Conversamos com o Nickelback no final do ciclo do nosso álbum Amazing Things, quando o guitarrista deles, Ryan [Peake], foi a um dos nossos shows no Canadá. Descobrimos que o irmão do Ryan é fã do Don Broco e o levou ao show. Cerca de uma semana depois que terminamos a turnê, recebemos um e-mail incrivelmente simpático do Nickelback, dizendo que o Ryan tinha nos assistido ao vivo, depois ouviu nosso catálogo antigo e mostrou nossas músicas para o resto da banda. Eles queriam nos avisar que tinham descoberto nosso som e virado fãs.

Foi provavelmente um dos melhores dias das nossas vidas, acordar com um e-mail desses, completamente inesperado. Avançando 18 meses, quando já tínhamos praticamente finalizado o Nightmare Tripping, não tivemos medo de homenagear as bandas que nos inspiraram a ser quem somos hoje. A música estava me dando uma vibe real de System Of A Down. Eles provavelmente são minha banda favorita de todos os tempos. Sem o System, não existiria Don Broco. Adoro as reviravoltas nas músicas deles, o contraste entre as seções, o senso de diversão misturado com emoções poderosas.

Percebi que conseguia imaginar o Nickelback fazendo um riff como o dessa música, porque as pessoas esquecem o quanto eles podem ser pesados. Então pensamos em arriscar, mesmo sem saber direito como funcionaria. Chegamos a debater usar IA para colocar o Chad no refrão, só para ilustrar, já que essa tecnologia existe, mas no fim não fizemos isso.
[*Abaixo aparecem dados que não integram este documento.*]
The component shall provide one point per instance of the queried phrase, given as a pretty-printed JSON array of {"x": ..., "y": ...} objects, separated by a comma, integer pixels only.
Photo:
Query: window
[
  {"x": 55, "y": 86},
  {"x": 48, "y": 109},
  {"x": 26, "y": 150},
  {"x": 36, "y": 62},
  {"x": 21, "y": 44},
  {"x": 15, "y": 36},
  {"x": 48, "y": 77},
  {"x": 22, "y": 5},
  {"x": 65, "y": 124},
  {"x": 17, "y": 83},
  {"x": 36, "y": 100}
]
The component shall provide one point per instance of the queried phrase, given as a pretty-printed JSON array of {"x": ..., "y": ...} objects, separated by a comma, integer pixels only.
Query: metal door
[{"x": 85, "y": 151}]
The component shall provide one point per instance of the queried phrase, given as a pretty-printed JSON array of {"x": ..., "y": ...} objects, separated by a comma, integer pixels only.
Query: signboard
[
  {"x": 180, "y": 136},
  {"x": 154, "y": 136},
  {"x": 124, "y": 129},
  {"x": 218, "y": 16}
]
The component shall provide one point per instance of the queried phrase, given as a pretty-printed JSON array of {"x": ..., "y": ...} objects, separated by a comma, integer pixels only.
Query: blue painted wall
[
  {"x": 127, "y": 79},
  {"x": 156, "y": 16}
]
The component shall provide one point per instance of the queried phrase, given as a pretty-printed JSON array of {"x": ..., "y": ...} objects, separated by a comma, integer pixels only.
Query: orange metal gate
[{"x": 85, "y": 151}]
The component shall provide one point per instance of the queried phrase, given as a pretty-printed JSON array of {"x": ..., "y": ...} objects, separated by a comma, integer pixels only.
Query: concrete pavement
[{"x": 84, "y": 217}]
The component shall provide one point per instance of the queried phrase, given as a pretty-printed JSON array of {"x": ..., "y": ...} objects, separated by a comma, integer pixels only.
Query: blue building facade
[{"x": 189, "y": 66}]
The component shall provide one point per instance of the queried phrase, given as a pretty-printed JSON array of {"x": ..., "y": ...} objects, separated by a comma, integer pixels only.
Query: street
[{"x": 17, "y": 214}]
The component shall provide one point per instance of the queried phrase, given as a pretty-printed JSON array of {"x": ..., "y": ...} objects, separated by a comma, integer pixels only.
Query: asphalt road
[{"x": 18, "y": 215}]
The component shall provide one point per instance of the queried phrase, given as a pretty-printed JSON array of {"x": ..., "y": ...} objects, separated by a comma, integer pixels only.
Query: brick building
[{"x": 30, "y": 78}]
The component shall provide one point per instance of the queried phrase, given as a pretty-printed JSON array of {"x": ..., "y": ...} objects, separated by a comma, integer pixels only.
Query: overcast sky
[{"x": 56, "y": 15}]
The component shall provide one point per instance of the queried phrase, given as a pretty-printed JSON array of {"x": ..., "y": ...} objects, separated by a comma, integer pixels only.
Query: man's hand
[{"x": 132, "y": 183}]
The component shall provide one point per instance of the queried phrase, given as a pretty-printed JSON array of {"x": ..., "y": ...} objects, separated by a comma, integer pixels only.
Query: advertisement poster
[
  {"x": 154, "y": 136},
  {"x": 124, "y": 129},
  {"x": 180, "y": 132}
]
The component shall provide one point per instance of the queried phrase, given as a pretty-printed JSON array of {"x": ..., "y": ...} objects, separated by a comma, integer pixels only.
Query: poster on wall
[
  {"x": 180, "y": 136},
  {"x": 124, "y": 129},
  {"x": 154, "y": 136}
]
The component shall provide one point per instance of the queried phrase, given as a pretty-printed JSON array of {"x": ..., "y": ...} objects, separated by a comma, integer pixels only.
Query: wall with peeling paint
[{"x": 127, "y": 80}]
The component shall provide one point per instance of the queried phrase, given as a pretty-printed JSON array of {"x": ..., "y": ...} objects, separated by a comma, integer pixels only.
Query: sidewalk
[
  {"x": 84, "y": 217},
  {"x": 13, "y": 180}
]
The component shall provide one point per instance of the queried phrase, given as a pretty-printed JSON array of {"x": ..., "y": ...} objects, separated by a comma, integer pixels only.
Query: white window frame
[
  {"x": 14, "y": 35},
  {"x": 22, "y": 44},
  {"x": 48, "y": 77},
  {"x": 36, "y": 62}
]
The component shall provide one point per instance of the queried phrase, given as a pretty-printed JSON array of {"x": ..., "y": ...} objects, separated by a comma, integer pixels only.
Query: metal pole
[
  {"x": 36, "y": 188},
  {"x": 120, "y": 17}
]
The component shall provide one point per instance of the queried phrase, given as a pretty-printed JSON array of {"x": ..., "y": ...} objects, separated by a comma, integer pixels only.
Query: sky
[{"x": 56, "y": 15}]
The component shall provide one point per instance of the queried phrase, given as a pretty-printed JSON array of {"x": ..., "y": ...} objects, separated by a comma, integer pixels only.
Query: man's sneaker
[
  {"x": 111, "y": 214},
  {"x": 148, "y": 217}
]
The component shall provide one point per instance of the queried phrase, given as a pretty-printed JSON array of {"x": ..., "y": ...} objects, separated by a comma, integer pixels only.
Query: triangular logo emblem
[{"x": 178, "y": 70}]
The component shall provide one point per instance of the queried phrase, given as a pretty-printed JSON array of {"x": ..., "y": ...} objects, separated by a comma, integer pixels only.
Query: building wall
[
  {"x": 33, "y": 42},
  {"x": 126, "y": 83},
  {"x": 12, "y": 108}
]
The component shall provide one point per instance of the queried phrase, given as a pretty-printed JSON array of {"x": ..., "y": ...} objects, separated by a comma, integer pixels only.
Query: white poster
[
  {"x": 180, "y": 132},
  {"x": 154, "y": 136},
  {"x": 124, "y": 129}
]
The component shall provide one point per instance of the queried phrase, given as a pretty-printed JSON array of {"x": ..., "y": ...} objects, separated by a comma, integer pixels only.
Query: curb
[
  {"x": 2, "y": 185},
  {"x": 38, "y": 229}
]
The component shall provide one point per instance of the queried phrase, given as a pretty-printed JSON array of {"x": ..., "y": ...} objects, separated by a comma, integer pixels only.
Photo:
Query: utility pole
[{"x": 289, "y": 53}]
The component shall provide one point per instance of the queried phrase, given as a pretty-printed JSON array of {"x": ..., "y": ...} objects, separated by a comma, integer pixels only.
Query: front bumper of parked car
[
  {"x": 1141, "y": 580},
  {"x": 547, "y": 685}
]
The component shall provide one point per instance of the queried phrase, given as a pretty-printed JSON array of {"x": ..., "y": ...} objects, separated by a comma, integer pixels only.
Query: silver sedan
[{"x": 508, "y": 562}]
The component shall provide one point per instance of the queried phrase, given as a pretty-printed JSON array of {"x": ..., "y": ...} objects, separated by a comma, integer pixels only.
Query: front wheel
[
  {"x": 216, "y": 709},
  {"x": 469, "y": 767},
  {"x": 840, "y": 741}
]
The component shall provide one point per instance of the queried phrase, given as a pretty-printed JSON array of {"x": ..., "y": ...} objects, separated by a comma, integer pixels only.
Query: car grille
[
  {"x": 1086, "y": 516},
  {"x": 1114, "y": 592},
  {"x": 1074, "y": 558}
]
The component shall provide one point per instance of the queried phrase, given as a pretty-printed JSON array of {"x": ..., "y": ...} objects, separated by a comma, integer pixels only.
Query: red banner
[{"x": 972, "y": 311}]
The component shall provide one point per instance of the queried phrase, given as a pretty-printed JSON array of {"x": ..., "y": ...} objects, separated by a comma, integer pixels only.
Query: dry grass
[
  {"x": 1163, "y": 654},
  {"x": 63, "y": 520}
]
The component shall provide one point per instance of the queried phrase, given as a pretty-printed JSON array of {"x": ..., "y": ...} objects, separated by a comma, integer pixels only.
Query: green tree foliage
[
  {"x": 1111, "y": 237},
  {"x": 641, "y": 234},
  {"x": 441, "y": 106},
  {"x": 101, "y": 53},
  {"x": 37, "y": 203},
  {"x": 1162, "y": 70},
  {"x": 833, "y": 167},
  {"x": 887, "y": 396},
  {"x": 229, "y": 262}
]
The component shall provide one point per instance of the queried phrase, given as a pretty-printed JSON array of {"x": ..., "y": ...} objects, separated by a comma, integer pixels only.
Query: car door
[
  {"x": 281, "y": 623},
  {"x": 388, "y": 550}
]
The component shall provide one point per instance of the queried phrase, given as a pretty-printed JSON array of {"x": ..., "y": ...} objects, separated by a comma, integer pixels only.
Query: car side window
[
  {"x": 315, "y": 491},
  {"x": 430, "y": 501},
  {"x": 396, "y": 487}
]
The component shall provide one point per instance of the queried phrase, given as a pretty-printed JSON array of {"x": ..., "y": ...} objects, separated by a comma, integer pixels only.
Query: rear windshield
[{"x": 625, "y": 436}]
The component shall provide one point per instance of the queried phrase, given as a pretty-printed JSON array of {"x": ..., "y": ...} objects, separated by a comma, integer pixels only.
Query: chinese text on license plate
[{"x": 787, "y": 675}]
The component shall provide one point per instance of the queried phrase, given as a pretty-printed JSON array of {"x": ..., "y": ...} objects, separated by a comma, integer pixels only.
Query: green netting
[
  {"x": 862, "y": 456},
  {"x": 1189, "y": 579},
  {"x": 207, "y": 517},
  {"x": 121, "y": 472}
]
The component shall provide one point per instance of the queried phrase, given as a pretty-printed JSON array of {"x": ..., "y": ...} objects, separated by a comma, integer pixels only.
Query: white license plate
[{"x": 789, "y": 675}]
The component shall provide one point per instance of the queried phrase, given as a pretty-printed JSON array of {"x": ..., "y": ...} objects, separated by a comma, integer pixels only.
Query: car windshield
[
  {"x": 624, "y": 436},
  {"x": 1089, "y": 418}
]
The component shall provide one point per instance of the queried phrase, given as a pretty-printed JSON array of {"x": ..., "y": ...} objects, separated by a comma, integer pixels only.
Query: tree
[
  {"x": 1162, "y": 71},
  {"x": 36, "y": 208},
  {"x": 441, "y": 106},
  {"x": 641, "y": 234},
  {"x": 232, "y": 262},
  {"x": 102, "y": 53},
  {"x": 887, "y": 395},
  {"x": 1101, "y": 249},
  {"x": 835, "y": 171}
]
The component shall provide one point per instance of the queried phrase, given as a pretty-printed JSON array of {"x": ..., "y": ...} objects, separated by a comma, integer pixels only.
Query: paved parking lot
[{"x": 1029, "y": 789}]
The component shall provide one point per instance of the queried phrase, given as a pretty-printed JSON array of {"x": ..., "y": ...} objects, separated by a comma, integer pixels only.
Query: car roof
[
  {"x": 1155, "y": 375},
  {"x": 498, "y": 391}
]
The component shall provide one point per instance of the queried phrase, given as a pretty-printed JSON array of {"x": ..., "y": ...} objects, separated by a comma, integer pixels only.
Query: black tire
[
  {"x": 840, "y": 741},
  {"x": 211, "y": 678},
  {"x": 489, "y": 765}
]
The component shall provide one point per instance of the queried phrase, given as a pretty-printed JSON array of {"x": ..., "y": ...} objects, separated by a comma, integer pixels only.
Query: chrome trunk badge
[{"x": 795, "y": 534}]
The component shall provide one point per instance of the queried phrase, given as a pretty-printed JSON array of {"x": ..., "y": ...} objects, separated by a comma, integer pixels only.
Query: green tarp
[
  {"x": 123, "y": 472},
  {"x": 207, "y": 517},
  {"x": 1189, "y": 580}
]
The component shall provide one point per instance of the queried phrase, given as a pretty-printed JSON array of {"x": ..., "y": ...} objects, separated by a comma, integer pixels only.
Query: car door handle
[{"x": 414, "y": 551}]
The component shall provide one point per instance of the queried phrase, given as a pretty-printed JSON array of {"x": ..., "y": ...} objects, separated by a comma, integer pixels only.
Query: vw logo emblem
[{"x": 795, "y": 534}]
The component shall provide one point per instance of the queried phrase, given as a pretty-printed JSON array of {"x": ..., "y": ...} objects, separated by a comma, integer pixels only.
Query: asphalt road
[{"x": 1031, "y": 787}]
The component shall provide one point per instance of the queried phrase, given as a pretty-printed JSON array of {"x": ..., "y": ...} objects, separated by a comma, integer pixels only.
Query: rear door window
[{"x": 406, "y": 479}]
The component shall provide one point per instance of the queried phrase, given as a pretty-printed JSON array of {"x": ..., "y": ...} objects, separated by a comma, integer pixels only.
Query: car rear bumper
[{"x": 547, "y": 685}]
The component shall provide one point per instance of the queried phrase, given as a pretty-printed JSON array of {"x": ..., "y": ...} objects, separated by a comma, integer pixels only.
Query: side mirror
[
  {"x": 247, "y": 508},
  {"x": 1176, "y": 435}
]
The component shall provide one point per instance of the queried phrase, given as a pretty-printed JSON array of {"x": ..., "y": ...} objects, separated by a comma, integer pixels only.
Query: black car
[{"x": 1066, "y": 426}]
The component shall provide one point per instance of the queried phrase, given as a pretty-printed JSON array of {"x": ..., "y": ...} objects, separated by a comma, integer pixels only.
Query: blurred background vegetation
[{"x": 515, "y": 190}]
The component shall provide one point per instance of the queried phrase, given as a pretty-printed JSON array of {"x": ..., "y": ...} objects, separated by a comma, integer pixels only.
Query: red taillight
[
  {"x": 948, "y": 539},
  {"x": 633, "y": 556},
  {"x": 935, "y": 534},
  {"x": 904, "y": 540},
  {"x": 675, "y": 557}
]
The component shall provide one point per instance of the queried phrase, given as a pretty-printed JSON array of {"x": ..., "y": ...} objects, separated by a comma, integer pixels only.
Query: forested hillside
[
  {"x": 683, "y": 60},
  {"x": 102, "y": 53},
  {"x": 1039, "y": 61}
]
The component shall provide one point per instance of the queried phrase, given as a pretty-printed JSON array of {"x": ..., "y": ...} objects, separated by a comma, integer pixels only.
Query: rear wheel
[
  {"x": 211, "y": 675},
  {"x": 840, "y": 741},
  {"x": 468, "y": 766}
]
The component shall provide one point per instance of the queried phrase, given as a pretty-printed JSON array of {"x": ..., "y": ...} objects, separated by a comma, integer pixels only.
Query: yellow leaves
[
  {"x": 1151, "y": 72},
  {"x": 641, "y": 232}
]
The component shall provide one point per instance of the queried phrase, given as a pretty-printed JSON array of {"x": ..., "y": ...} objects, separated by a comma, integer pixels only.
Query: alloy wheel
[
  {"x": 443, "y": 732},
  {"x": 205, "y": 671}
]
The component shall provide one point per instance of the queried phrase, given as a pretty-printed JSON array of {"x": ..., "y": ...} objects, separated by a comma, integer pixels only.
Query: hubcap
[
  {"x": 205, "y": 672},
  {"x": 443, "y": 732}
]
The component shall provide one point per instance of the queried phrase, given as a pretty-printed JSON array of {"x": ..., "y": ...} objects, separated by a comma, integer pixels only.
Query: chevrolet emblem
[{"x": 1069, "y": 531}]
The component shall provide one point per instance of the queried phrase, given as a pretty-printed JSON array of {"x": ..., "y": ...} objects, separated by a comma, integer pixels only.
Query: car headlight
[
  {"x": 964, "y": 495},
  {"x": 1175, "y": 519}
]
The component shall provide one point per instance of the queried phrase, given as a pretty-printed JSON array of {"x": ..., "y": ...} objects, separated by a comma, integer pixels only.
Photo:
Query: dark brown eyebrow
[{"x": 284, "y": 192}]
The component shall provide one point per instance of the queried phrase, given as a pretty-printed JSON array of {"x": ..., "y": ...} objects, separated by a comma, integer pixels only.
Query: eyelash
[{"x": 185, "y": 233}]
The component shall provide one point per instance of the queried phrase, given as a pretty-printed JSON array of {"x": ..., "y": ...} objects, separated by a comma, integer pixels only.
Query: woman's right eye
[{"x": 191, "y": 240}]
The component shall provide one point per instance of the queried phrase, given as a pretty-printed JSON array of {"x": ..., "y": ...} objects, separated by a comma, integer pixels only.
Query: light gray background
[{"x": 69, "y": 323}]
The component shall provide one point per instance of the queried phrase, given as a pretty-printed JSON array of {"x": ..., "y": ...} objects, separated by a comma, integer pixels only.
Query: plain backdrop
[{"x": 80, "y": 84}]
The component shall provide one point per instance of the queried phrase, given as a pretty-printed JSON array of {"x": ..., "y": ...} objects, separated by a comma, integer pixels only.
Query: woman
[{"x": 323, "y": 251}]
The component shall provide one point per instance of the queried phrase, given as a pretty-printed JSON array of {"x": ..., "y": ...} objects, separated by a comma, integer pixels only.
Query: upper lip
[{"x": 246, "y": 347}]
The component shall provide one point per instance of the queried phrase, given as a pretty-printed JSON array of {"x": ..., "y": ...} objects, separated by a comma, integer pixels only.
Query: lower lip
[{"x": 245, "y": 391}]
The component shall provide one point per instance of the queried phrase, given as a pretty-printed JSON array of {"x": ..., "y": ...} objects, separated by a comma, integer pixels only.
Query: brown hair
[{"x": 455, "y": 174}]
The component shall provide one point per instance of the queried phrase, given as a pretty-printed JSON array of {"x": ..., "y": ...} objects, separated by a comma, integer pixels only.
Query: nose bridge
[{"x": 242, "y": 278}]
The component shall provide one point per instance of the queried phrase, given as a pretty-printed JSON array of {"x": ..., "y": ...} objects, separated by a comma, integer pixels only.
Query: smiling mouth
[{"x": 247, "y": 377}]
Depois de enviar o e-mail, o empresário deles respondeu dizendo que a banda estava mergulhada na composição do novo álbum. Mas, alguns dias depois, eles retornaram dizendo que tinham ouvido a música e adorado.

O Nickelback regravou muita coisa que tínhamos escrito, adicionando o Chad e o Ryan fazendo harmonias incríveis no refrão, o que elevou ainda mais a faixa. Além disso, conseguimos que o Ryan fizesse o solo no final. O Simon é bem rigoroso quanto a não ter linhas de segunda guitarra em uma faixa do Broco, porque somos uma banda de uma guitarra só. Mas ter um solo do Ryan nos permitiu manter a guitarra base para segurar a energia, enquanto o Ryan detonava no solo por cima.